I have received two R-Silvias and started with usual mods with them. One is V2(fixed OPV), another V3(adjustable OPV)

This procedure is not something new but would be helpful to have a few more pictures in the forum.

Had to go down to 9 bar static to produce a decent shot, obviously these machine work better with lower brew pressure.

*Silvia V1,V2: *You need to buy some cooper washers for a car oil drip pan 16 or 18 mm, play with tightening the nut and combine different washers.

After some play I managed to lower pressure to 9 bar static, so old valves are adjustable too, but you need (1-2) extra shims.


----------



## L&R

*Silvia V3 and up*: We have an adjustable OPV inside so for it you will only need two 20mm wrenches. We loose the fixing nut that sits closer to the OPV and adjust brewing pressure with the other. Counter clock wise for decrease or clock wise to increase brewing pressure.
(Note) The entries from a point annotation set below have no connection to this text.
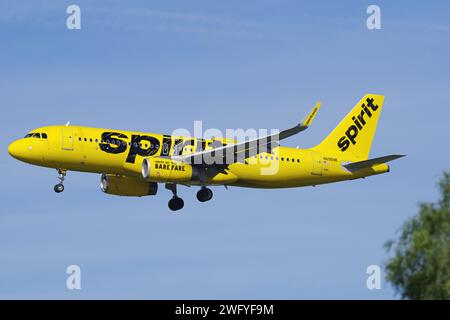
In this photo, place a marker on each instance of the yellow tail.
(354, 134)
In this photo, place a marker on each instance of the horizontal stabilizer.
(368, 163)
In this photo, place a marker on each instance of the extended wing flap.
(231, 153)
(370, 162)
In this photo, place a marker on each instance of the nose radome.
(14, 149)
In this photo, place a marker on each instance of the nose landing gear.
(61, 176)
(176, 203)
(204, 194)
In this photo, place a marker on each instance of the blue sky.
(158, 65)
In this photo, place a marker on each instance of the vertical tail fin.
(354, 134)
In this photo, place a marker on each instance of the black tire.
(176, 204)
(204, 194)
(59, 188)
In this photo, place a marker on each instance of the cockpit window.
(36, 135)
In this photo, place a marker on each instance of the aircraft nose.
(14, 149)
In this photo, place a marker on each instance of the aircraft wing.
(353, 166)
(238, 152)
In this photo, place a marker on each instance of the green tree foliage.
(420, 266)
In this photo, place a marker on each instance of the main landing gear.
(176, 203)
(61, 176)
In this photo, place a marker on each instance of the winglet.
(308, 119)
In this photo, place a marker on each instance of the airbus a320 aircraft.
(133, 163)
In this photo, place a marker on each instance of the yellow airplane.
(133, 163)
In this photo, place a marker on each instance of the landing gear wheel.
(204, 194)
(176, 203)
(59, 188)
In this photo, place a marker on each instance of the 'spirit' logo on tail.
(359, 123)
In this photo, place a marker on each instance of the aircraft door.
(317, 164)
(67, 138)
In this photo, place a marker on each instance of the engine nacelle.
(166, 170)
(124, 186)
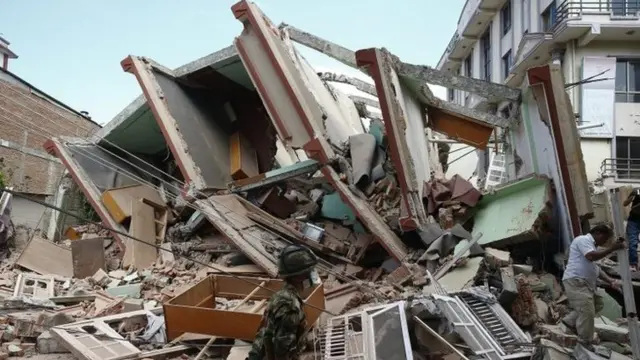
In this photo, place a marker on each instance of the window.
(628, 80)
(549, 17)
(468, 73)
(485, 54)
(506, 65)
(497, 170)
(467, 66)
(505, 17)
(624, 7)
(525, 16)
(627, 161)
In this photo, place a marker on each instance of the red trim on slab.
(542, 76)
(54, 148)
(368, 58)
(262, 89)
(128, 65)
(242, 9)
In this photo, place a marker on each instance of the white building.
(499, 40)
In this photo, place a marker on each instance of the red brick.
(29, 120)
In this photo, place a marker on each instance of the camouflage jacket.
(282, 328)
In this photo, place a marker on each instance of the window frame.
(634, 95)
(506, 18)
(468, 69)
(549, 17)
(485, 54)
(507, 63)
(624, 167)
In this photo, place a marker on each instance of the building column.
(557, 56)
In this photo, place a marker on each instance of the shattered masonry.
(250, 149)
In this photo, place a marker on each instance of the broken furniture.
(197, 310)
(119, 201)
(35, 286)
(378, 332)
(88, 257)
(46, 258)
(483, 324)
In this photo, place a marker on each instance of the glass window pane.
(633, 98)
(620, 164)
(634, 155)
(622, 147)
(634, 76)
(621, 97)
(388, 335)
(621, 76)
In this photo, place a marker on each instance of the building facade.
(28, 117)
(597, 42)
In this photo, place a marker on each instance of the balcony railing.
(622, 169)
(619, 8)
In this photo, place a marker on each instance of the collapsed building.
(249, 149)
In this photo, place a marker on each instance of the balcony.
(474, 19)
(587, 20)
(621, 169)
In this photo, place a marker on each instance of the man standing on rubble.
(580, 279)
(283, 323)
(633, 227)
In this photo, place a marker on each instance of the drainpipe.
(572, 72)
(585, 127)
(58, 201)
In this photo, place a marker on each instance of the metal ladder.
(489, 319)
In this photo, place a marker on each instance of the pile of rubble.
(186, 256)
(52, 308)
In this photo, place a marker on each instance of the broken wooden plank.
(119, 201)
(87, 256)
(46, 258)
(141, 252)
(35, 286)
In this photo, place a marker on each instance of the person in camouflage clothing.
(283, 323)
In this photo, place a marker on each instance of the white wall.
(594, 151)
(466, 165)
(25, 212)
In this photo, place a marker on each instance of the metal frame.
(468, 327)
(339, 332)
(403, 324)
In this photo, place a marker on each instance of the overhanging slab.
(59, 148)
(291, 105)
(547, 83)
(491, 91)
(157, 101)
(511, 213)
(230, 215)
(404, 124)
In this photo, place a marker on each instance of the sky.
(71, 49)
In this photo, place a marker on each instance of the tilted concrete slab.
(299, 106)
(59, 148)
(491, 91)
(509, 214)
(156, 98)
(405, 127)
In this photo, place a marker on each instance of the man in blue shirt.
(580, 279)
(633, 227)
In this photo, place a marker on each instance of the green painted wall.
(510, 210)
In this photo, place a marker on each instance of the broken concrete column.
(509, 287)
(46, 344)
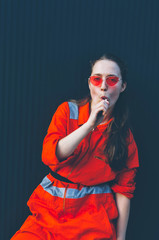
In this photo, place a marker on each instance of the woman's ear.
(123, 87)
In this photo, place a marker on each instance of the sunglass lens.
(111, 81)
(95, 80)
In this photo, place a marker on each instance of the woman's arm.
(123, 205)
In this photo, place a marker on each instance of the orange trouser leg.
(25, 236)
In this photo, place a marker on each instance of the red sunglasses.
(110, 80)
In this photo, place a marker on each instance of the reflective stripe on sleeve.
(73, 110)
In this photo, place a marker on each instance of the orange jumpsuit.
(85, 207)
Gaggia Classic is far better in term of OPV adjustment and can produce high quality shots with higher static pressure 9,5-10 bar, but here more than 9 bar is to much.


----------



## Forestboy

Thank you for this, weekend project incoming.


----------



## L&R

Today I healed another one RS v1 with insane pressure. 12-13 bar it was producing really bad shots. Went down to 9 bar static and things are much better now.


Before 










After(one extra cooper shim has been added)


----------



## L&R

Another v2 on the right track, heating element upgraded(from Nancy) to bolt-in and pressure adjusted from 11 bar to 9.


----------



## dannoceti

Do you experience a big difference in shot quality after adjusting the silvia OPV from its stock setting? I've had mine for about 5 years and haven't touched the OPV. I have a V3.


----------



## 30621

Both my Silvias have the "non adjustable" OPV valves. I adjusted them by grinding the spring on my bench grinder. Take care with this method as only very small amounts of material removal are necessary. I went this route after adding a washer reduced the pressure too much. For example, one of my machines was set at 14bar and adding a copper washer reduced the static pressure to 8Bar; too low. To decrease the pressure, you can also remove the small calibration washer inside the OPV. This is the washer the factory installs to calibrate the OPV and it bears against the spring. I used the data supplied by ULKA to measure the return flow to the tank when a blind filter is installed into the portafilter. This is just as accurate as using a pressure gauge to determine static pressure. I set my machines to around 10Bar, which gives me around 9Bar brew pressure.


----------



## cap22

L&R said:


> I have received two R-Silvias and started with usual mods with them. One is V2(fixed OPV), another V3(adjustable OPV)
> 
> This procedure is not something new but would be helpful to have a few more pictures in the forum.
> 
> Had to go down to 9 bar static to produce a decent shot, obviously these machine work better with lower brew pressure.
> 
> *Silvia V1,V2: *You need to buy some cooper washers for a car oil drip pan 16 or 18 mm, play with tightening the nut and combine different washers.
> 
> After some play I managed to lower pressure to 9 bar static, so old valves are adjustable too, but you need (1-2) extra shims.
> 
> View attachment 24580
> 
> 
> View attachment 24581
> 
> 
> View attachment 24582
> 
> 
> View attachment 24583
> 
> 
> View attachment 24579


About to try to adjust my V2 OPV. A few questions for those who have been down this road: Do the washers have to be copper? Any tips on how to get the bolt on this non adjustable OPV to loosen?
Thanks for starting this thread a few years ago and providing the photos! so helpful.


----------